Back in the 19th century, when undergraduate core curricula were the rule rather than the exception, practically everybody had to take a course in rhetoric or oratory. The requirement often had roots in the colleges’ original mission of training ministers, and it usually vanished with the advent of the elective system. This course would aim to revive the tradition by teaching students how to make a compelling and analytically sound argument, both written and spoken (and probably also, inevitably, in PowerPoint). It is an endeavor with centuries of interesting thought behind it, so one can imagine the course drawing on philosophy, law, theology, even drama — with the opportunity to consider exemplary arguments from the past. It should be obvious that the assignments would ask students to practice the skills the course is teaching them, in writing and in performance.

Lemann concludes by stating that “what these courses have in common is a primary commitment to teaching the rigorous (and also properly humble) pursuit of knowledge. They therefore go against the grain of assumptions that are widely held in higher education today, including that entering students don’t need such a high level of direction, and that the idea that one can be taught to get closer to the truth of a situation is too problematic to justify a tight embrace. They put methods above subject-matter knowledge in the highest place of honor, and they treat the way material is taught as subsidiary to what is taught.”

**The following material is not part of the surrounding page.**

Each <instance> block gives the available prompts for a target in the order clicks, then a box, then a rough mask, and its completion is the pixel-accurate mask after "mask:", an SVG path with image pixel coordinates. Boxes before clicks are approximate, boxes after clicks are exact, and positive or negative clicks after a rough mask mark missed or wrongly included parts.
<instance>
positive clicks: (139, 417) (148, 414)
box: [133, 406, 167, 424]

This is an interesting proposal and one that I would love to see debated in college curriculum committees and faculty senates.

Tony

 

One comment

  1. Two years of non-content in place of learning stuff including the greatest gift of the ancient Greeks to modern human thought, deductive logic. It is really quite amazing. Instead of encouraging the study of deep material that builds on lesser but still deep material, deliberately avoid real literature, real history, and all of the hard sciences in which such high-sounding but shortsighted “logic” is suicidal. Newton said it perfectly, “If I have been able to see further, it was because I was standing on the shoulders of giants.”